Ele acendeu um cigarro, a chama iluminando brevemente seu rosto, depois o obscurecendo atrás de um véu de fumaça. Ele deu uma tragada, depois expirou lentamente. "É isso que você quer perguntar, Ayla? Se eu te amo?"
"Você ama?" As palavras rasgaram minha garganta, cruas e desesperadas.
Ele não encontrava meus olhos. Ele olhava para o oceano escuro, sua mandíbula tensa. "Isso importa?"
"Importa", sussurrei, a dor no meu peito se irradiando.
"Volte, Ayla", ele disse, finalmente olhando para mim, seus olhos desprovidos de qualquer emoção. "Volte para São Paulo. Eu sempre estarei lá. Por você."
Soltei uma risada amarga, um som oco que ricocheteou no silêncio da noite. Sempre lá. Que piada. Eu tinha sido tão estúpida, tão completamente tola, em pensar que poderia ouvir a palavra "amor" dele.
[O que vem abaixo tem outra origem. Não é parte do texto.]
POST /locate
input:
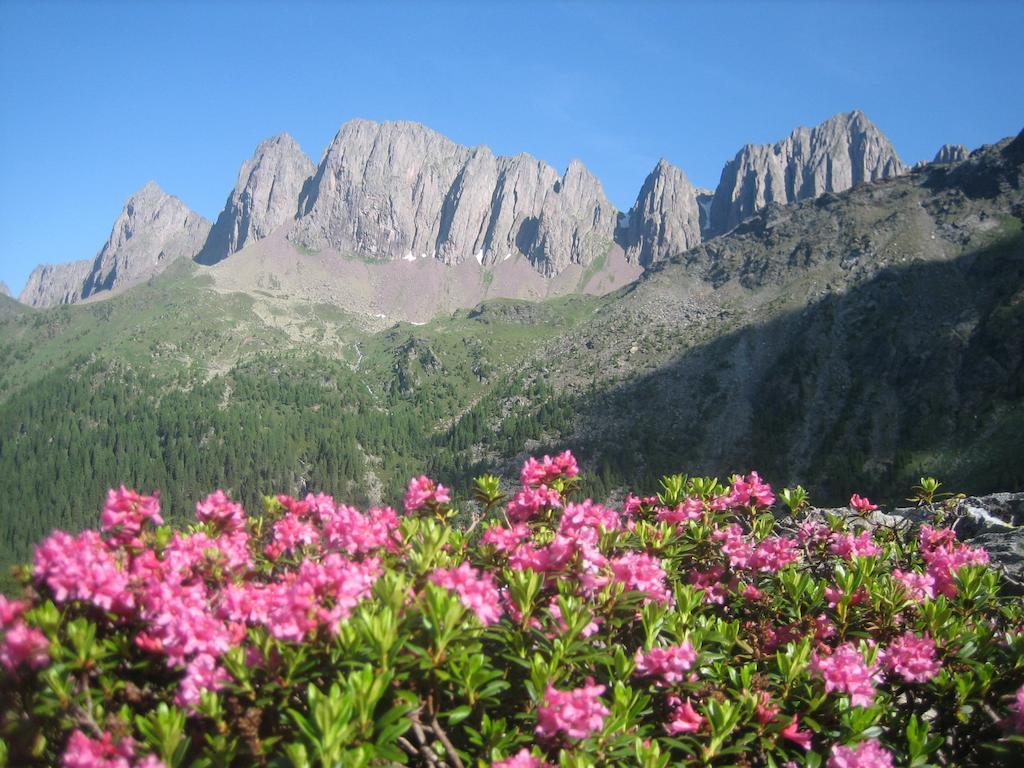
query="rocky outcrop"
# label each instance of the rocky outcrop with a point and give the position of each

Eu avancei, arrancando o cigarro de seus dedos. Antes que ele pudesse reagir, pressionei a ponta brilhante na base de seu pescoço, bem acima da gola de sua camisa cara, precisamente onde um chupão roxo de Isabela persistia.
Ele sibilou, um som agudo e sufocado de dor.
"Você é um lixo humano nojento e patético, Heitor Montenegro", cuspi, as palavras uma liberação ardente. "Um completo desgraçado."